The high street lender saw shares rise in early trading after it reduced its losses for the past half-year.
The company reported an underlying pre-tax loss of £26.8 million for the six months to June, improving from a £33 million loss a year earlier.
The news came after Metro Bank launched a series of heavy cutbacks earlier this year, including shedding about 1,000 jobs.
Bosses said the job cuts were completed by early May, in a move which impacted more than a fifth of its workforce.
The group also stopped opening its high street stores seven-days-a-week and stressed that it had seen very few complaints from customers over the change.
Metro Bank said the moves are on track to save the business £80 million by the end of 2024 as part of its turnaround efforts.
The company has been seeking to improve its performance shareholders approved a funding package last November worth £925 million to secure its future on Britain’s high streets.
Shareholders gave the green light to a capital fundraise which saw Colombian billionaire Jaime Gilinski Bacal become a majority shareholder in the group with a 53% stake.
The lender, which remained listed on the London Stock Exchange, said on Wednesday that it saw net loans dip 6% to £11.5 billion over the past half-year, amid a shift towards higher yielding commercial and SME lending.
It upgraded its profit forecasts as a result, indicating its will return to profitability in the final quarter of the year.
Metro Bank also revealed that it has started construction on a new site in Chester and signed a lease in Gateshead, with plans to grow further in the North and East Midlands.
Daniel Frumkin, chief executive officer of Metro Bank, said: “Metro Bank has made significant underlying progress during the first half of 2024.

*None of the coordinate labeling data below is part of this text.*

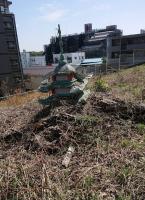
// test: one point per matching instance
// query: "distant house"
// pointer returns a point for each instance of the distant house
(92, 65)
(30, 60)
(35, 75)
(10, 63)
(74, 58)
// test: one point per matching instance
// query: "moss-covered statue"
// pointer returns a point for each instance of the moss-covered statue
(65, 80)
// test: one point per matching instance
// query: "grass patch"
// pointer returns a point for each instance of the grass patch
(19, 99)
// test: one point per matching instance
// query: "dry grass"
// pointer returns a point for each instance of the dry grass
(18, 99)
(108, 162)
(127, 84)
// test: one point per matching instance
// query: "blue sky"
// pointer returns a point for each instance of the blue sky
(37, 19)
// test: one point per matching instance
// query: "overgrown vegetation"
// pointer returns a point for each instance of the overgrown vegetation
(108, 162)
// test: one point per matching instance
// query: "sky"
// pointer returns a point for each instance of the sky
(37, 20)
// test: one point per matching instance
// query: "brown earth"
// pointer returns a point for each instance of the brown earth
(108, 162)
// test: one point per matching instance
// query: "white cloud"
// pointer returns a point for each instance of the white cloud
(51, 12)
(102, 7)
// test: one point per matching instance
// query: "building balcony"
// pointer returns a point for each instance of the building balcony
(115, 48)
(135, 46)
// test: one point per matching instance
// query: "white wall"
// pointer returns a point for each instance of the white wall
(32, 61)
(37, 61)
(73, 58)
(25, 58)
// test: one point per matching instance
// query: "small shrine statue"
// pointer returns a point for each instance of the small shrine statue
(65, 80)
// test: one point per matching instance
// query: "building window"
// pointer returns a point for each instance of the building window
(116, 42)
(11, 45)
(115, 54)
(69, 59)
(8, 25)
(14, 62)
(56, 60)
(2, 9)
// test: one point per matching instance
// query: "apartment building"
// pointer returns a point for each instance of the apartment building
(126, 50)
(11, 73)
(92, 41)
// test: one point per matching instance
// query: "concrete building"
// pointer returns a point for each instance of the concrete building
(126, 50)
(37, 61)
(73, 58)
(10, 63)
(33, 76)
(92, 41)
(32, 61)
(25, 58)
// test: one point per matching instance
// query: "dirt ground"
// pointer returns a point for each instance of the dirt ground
(108, 162)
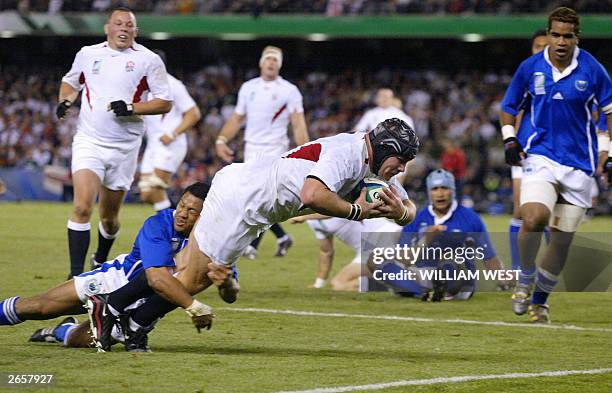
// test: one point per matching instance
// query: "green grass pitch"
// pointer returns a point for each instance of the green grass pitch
(264, 352)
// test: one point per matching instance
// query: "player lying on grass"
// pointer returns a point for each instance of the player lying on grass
(443, 224)
(247, 198)
(152, 259)
(349, 232)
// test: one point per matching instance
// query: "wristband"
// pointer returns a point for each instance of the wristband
(508, 131)
(603, 142)
(402, 220)
(355, 212)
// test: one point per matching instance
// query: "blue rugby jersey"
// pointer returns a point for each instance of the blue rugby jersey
(463, 226)
(557, 122)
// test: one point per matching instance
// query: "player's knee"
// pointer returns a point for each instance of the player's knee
(82, 211)
(535, 220)
(110, 224)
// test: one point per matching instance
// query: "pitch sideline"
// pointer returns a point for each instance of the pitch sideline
(415, 319)
(465, 378)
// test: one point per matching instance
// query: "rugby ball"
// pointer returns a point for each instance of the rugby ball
(373, 187)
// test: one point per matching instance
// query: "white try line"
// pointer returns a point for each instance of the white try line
(465, 378)
(416, 319)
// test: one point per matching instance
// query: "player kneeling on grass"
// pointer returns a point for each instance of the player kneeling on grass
(152, 259)
(443, 224)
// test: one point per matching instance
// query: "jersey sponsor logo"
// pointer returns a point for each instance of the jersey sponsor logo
(308, 152)
(581, 85)
(539, 83)
(96, 67)
(93, 286)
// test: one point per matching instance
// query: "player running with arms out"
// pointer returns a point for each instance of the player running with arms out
(152, 258)
(114, 77)
(269, 104)
(539, 41)
(560, 154)
(166, 144)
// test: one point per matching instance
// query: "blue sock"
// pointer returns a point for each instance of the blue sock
(515, 227)
(545, 282)
(526, 277)
(60, 332)
(8, 314)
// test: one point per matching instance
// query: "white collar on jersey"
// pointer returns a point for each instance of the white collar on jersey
(444, 218)
(558, 75)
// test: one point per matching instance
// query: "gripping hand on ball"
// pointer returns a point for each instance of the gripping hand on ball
(201, 315)
(513, 151)
(120, 108)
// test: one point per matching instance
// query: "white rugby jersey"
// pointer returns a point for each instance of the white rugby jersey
(272, 187)
(268, 106)
(107, 75)
(374, 116)
(157, 125)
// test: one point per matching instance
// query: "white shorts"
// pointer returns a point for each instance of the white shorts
(574, 185)
(113, 165)
(221, 232)
(252, 151)
(110, 276)
(517, 172)
(165, 157)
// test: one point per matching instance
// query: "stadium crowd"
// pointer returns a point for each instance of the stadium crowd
(327, 7)
(455, 115)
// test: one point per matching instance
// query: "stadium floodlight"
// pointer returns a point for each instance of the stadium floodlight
(472, 37)
(317, 37)
(160, 35)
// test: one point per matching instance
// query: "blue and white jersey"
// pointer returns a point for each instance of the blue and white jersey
(557, 122)
(463, 228)
(157, 241)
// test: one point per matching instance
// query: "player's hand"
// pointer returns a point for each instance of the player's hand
(218, 273)
(392, 204)
(607, 169)
(201, 315)
(120, 108)
(224, 152)
(433, 231)
(62, 108)
(513, 151)
(368, 210)
(167, 139)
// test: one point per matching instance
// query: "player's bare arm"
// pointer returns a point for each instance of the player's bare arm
(66, 97)
(171, 289)
(321, 199)
(190, 118)
(402, 211)
(513, 150)
(300, 132)
(228, 132)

“We have built real momentum in credit approved pipelines across commercial, corporate and SME lending, whilst expanding spreads in retail mortgages and repricing deposits.
“At the same time, our continued cost discipline is creating a simpler, more agile bank that is fit for the future.”
Robert Sage at Peel Hunt said the outlook for the company has “been transformed” following the positive update.
Shares were 30% higher on Wednesday afternoon as a result.